As I keep getting asked what blue bands and green pixels stand for in my tape dumping firmware (DC2N3 and DC2N5-LC), client software (DC2N4-LC), and analysis software (e.g. Web-based tape analysis tool, TAP Studio), I thought to take a moment and explain it all.
Let’s first have a look at an example:
Going by the definition of the TAP format: the duration of square waves is recorded using 8-bit samples, with a resolution of about 8.12 microseconds, or, if you prefer, using a counter rate of 123.156 kHz.
Back in the day, square waves were used to hold information on cassette tapes: different durations mean different information bits to be conveyed. The CBM Standard loader for the C64 uses three such durations, often referred to as short, medium and long. Obviously due to the tolerance of the electronics and moving parts involved in reading and writing tapes, when sampling CBM files we often observe a cluster of values around the three “ideal” durations as per CBM’s specification.
Using a 5 MB TAP file that contains exclusively CBM files, “Cassette 50 side 2” contributed by Peepo, I created a diagram of the occurrences of each sample in the TAP file, focusing on the range $22-$5B as there’s very little outside such range:
Going by CBM’s specifications, we know that things make sense. Specifically, long pulses are less frequent as they are only involved in the definition of stop bits at a byte boundary, and short pulses occur way more often than medium pulses as pilot and trailer sequences use short pulses exclusively.
As we can appreciate from the above image, samples 0x2F, 0x41 and 0x55 are occurring the most here, with similar values clustering in their neighborhood. These clusters appear to be very well separated from each other and very much tight around mean values: this is an indication of the fact that the quality of the sampling is good, meaning that the negative effects of the tolerance of the electronics and of the inaccuracy of the alignment and operation of moving parts are negligible. This is extremely good news because further analysis and data extraction should be quite simple a task when the starting point is a good sampling.
Based on field learnings, gathered from the analysis of hundreds (probably thousands by now) of TAP files sampled over the years by different contributors, I would comfortably say that when samples do not deviate from the ideal values more than 3 units each way (in TAP resolution terms), then the sampling is very likely to be good. In other words, we shall say that given a tape with CBM files in it, if samples from such files satisfy the following criteria, then the sampling is good:
- short pulse samples are bounded in the range: $2C-$32 (2463 Hz – 2800 Hz)
- medium pulse samples are bounded in the range: $3E-$44 (1811 Hz – 1986 Hz)
- long pulse samples are bounded in the range: $52-$58 (1400 Hz – 1502 Hz)
Bear in mind that this is not equivalent to saying that CBM files for which the above criteria are not met are not good. In other words, the above condition is sufficient, but not necessary for a sampling to be good. The reason is going to be the topic for a more advanced discussion on this subject at a later time.
Back to ranges: blue bands are nothing else than the graphic representation of such ranges.

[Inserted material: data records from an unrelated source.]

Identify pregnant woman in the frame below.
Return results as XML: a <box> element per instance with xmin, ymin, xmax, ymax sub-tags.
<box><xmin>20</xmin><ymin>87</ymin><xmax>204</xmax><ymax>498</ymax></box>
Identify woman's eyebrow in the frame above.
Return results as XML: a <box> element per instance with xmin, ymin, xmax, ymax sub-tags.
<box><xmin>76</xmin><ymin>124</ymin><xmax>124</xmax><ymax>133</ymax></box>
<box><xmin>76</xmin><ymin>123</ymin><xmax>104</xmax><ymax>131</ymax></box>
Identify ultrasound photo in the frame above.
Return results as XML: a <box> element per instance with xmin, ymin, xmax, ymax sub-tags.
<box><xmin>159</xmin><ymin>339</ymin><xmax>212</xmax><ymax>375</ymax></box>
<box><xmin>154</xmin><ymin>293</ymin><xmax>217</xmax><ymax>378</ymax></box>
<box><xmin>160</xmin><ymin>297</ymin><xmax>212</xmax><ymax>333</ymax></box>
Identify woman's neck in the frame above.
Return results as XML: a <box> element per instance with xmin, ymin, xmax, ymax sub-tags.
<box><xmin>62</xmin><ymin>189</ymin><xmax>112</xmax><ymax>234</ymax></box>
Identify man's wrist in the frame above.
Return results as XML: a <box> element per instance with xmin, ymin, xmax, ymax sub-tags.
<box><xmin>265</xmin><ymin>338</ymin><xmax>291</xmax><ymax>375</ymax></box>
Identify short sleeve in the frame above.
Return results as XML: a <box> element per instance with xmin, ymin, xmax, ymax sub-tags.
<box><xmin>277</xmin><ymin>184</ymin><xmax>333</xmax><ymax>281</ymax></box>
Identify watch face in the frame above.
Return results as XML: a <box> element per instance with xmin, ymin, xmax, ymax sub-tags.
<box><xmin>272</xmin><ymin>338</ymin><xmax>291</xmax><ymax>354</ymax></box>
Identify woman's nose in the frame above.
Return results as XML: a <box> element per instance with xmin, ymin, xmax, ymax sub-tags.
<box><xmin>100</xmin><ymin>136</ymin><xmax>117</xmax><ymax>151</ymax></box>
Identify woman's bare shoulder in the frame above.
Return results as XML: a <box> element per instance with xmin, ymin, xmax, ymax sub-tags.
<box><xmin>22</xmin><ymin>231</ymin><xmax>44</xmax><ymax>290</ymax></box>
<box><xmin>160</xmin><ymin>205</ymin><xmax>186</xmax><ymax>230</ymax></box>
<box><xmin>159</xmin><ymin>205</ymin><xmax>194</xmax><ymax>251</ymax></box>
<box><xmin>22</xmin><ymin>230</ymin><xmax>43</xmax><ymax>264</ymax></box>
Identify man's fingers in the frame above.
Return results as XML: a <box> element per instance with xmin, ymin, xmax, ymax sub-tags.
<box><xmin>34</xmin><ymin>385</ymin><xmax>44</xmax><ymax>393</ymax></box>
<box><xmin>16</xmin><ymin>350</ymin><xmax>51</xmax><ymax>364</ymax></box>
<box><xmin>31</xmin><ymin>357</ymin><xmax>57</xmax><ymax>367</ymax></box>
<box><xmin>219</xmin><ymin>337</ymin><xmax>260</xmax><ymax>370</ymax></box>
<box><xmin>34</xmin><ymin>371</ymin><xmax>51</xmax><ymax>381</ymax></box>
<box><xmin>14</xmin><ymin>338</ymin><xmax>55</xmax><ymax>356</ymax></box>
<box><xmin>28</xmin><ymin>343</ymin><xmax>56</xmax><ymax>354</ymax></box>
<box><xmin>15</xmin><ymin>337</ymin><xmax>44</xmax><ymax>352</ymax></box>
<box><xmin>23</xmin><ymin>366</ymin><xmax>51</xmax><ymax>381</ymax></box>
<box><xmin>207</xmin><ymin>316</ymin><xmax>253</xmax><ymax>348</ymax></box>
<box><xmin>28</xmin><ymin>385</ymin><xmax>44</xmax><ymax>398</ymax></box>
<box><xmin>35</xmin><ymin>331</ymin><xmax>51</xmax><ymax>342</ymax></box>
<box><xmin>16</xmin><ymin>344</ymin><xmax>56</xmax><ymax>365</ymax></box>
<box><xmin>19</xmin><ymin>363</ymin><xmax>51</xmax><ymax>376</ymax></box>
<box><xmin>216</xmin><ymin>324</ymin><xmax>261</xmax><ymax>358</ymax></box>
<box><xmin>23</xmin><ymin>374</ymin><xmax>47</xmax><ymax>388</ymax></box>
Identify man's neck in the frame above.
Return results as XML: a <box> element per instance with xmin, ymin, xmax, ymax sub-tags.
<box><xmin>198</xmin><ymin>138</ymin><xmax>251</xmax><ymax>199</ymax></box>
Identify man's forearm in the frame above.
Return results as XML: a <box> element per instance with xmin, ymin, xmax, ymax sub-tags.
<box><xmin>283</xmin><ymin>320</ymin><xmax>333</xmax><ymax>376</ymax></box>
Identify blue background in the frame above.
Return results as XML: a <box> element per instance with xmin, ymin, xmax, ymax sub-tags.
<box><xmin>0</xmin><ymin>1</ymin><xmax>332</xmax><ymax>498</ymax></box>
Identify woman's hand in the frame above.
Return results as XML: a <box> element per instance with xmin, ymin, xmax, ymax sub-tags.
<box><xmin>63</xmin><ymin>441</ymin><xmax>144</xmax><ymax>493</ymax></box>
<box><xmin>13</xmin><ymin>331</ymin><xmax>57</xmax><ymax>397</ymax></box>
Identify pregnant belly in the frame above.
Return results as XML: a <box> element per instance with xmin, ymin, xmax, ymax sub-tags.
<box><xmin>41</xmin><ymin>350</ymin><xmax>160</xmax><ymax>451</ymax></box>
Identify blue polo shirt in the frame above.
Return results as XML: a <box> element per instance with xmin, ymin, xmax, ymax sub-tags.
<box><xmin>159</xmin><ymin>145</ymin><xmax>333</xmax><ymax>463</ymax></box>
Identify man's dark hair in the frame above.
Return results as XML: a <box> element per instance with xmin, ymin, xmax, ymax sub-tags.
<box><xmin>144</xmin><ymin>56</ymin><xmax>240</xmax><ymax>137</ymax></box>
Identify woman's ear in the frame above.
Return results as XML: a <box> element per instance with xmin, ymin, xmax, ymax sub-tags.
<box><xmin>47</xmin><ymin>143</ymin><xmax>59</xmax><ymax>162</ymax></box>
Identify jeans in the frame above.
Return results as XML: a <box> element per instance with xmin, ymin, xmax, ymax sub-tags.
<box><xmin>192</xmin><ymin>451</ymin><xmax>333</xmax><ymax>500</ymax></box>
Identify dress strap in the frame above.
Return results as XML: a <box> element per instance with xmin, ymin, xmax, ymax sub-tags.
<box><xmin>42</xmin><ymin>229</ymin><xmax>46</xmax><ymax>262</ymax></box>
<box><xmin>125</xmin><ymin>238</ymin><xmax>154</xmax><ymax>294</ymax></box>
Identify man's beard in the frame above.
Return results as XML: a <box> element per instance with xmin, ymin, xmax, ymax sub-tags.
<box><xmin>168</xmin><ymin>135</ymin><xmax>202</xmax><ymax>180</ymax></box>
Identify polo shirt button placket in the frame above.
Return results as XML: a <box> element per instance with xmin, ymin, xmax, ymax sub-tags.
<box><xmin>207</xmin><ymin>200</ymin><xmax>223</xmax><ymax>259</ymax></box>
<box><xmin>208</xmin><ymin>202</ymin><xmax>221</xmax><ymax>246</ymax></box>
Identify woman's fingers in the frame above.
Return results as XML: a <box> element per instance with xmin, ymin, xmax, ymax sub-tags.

Given a CBM file, if green pixels, i.e. TAP samples, consistently cluster inside such blue bands, then the sampling is good.
In other words, the position of green pixels relative to blue bands is a way to visually inspect samplings for quality, using references gathered from the analysis of a massive amount of CBM files.
For completeness, let’s now have a look at a tape sampling that is not as good as the one discussed earlier as the green pixels form larger clusters that also get worryingly close to each other at times:
And now a couple from the category of samplings that are not good at all:
Believe it or not, these last two are actually completely faulty samplings of CBM files: the pilot part should be easily recognizable as it does, more or less, fall into its own reference band.